AKI was developed in 21.6% of patients (9% developed severe AKI, stage ≥ 2), and it is significantly correlated to postoperative death and to preoperative EO levels in plasma (p-value < 0.001). Moreover the higher was EO level, the greatest was the incidence of AKI: the patients in the first EO tertile developed AKI with a frequency of 14.1%, 18.0% in the second tertile, and 28.8% in the third one. A significant association was also found among EO and cardiac and kidney basal function (EF and eGFR, p-value = 0.005 and p-value = 0.003, respectively). Five independent risk factors turned out to be significantly correlated to AKI and severe AKI: age, FE, NYHA class, reoperation and complex surgical intervention (p-value < 0.001 for all of them). In the light of these results, a clinical predictive model for AKI, based on the preoperative clinical values significantly associated with AKI and on the preoperative EO, was developed.

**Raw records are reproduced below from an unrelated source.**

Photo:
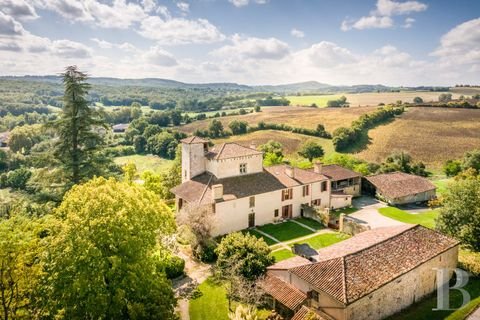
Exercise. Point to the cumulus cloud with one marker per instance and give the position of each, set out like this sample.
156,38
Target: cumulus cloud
297,33
19,9
242,3
381,17
253,48
179,30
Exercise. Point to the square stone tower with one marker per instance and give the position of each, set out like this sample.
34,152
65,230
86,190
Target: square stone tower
194,150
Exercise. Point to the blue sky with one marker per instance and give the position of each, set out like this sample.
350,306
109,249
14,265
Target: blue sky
391,42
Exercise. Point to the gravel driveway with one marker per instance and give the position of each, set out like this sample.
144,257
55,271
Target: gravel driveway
368,212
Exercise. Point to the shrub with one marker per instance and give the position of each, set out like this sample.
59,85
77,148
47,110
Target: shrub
174,267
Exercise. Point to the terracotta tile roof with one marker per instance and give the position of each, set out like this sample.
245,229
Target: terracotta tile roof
398,184
271,179
289,263
283,292
336,172
230,150
306,313
193,139
375,260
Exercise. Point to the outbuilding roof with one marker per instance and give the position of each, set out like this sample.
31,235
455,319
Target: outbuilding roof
353,268
399,184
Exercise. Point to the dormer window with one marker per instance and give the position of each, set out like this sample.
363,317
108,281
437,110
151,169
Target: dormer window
243,168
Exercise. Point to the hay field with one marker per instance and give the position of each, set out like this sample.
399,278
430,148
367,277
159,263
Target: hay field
295,116
368,98
291,142
430,135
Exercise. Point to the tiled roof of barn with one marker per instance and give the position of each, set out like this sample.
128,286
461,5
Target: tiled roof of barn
193,139
358,266
230,150
336,172
271,179
398,184
283,292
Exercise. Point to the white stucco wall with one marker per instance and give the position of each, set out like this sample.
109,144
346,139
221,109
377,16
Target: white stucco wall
231,167
232,215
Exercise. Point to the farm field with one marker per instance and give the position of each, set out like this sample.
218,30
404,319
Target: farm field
145,162
429,135
368,98
331,118
291,142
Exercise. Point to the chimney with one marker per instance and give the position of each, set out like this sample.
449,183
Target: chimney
217,191
317,167
290,171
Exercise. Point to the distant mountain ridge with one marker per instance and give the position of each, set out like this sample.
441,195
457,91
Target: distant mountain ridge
303,87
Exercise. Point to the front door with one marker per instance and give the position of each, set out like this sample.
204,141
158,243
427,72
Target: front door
251,220
287,211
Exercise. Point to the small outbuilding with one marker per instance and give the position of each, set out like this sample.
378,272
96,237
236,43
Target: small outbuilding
398,188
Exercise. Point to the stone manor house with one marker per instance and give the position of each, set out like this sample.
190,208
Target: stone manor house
231,180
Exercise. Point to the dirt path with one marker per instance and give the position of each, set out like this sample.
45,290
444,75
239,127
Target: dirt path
196,272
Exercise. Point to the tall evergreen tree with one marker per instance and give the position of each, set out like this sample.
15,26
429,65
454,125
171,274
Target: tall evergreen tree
79,143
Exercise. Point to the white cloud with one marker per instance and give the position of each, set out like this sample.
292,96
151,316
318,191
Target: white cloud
369,22
159,57
183,6
242,3
381,18
297,33
179,30
19,9
390,8
9,26
253,48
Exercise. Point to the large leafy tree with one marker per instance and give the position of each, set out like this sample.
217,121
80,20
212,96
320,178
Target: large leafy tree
78,129
460,214
104,262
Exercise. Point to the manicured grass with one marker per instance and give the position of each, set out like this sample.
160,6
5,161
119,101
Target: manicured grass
257,234
324,240
212,303
423,310
285,231
282,255
310,222
426,219
145,162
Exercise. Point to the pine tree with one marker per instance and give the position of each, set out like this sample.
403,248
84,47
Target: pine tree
79,139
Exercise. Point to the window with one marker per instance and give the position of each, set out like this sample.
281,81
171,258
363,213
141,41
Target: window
243,168
324,186
306,190
252,202
287,194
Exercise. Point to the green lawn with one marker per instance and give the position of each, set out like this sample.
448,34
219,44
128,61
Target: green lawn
423,309
285,231
145,162
310,222
212,303
324,240
282,254
319,100
426,219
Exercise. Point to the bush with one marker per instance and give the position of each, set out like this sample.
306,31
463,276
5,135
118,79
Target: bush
469,261
174,267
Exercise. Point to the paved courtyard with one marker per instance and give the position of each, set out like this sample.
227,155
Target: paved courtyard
368,213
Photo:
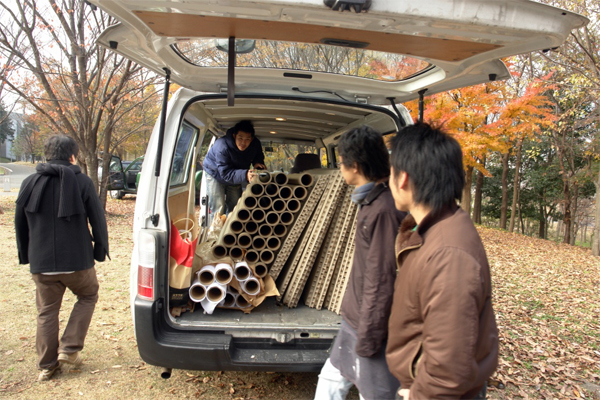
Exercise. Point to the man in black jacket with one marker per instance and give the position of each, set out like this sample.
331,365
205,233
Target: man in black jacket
51,223
358,353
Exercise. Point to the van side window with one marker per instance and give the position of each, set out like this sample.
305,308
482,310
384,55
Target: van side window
183,154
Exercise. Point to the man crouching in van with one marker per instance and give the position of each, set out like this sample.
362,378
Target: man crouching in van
443,340
358,353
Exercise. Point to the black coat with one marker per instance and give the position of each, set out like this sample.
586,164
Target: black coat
51,222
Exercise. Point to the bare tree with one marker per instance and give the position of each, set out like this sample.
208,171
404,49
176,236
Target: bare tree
80,88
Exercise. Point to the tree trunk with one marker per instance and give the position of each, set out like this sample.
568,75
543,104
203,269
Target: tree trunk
516,187
478,189
466,200
504,207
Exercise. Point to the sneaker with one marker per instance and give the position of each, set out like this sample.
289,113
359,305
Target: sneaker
46,374
73,358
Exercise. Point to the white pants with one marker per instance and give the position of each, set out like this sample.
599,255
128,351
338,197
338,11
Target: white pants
332,385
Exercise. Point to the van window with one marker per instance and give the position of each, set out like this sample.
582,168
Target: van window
183,154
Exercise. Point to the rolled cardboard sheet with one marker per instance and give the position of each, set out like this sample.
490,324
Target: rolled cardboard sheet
278,205
273,243
197,291
258,243
215,293
237,253
251,256
293,205
272,218
266,256
258,215
279,178
256,189
286,218
279,230
244,240
272,190
259,269
265,202
285,192
300,179
242,271
206,275
223,273
265,230
251,286
219,251
300,192
236,226
251,227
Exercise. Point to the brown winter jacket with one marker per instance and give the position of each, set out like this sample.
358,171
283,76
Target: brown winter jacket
368,297
443,339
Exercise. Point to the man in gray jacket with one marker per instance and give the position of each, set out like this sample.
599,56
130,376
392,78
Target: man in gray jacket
358,353
53,209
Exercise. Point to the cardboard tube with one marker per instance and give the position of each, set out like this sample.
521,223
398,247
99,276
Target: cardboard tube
300,179
264,202
251,286
265,230
237,253
300,192
260,270
272,218
279,230
244,240
293,205
241,271
251,227
197,291
273,243
258,215
251,255
258,243
266,256
286,218
271,190
219,251
285,192
206,275
223,273
279,178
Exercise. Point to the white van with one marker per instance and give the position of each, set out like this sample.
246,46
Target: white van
304,72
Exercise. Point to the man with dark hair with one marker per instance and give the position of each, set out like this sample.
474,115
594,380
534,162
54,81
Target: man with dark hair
53,209
358,353
443,340
227,166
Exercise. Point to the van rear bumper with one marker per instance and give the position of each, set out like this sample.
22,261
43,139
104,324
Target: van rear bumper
162,345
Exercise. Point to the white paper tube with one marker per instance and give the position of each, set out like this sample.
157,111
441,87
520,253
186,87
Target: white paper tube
214,294
223,273
206,275
251,286
241,271
197,291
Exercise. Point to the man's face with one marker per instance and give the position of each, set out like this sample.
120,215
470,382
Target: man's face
242,140
397,186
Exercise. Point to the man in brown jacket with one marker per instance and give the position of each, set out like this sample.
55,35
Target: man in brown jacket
443,340
358,353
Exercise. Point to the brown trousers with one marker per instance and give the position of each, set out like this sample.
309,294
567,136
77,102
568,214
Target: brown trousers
49,294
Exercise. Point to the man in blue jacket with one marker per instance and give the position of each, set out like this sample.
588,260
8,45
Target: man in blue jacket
227,166
52,214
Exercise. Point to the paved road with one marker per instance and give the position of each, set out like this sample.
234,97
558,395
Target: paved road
19,172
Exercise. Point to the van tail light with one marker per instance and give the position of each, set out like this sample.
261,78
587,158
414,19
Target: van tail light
146,263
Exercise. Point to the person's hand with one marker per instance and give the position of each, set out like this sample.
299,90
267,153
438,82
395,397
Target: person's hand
249,175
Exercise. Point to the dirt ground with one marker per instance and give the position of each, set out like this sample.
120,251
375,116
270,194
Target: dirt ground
546,301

The inclusion of EO in the predictive model led to a significant improvement in the prediction capacity of the score (AUC per Severe AKI = 0.82, 95% CI 0.771-0.858, p-value <0.001).

Conclusion

In conclusion, AKI is correlated to high postoperative mortality. EO preoperative level in plasma is strongly associated to cardiac and kidney basal function and a prediction score that includes it results in better patient stratification and more effective pre-operative counseling.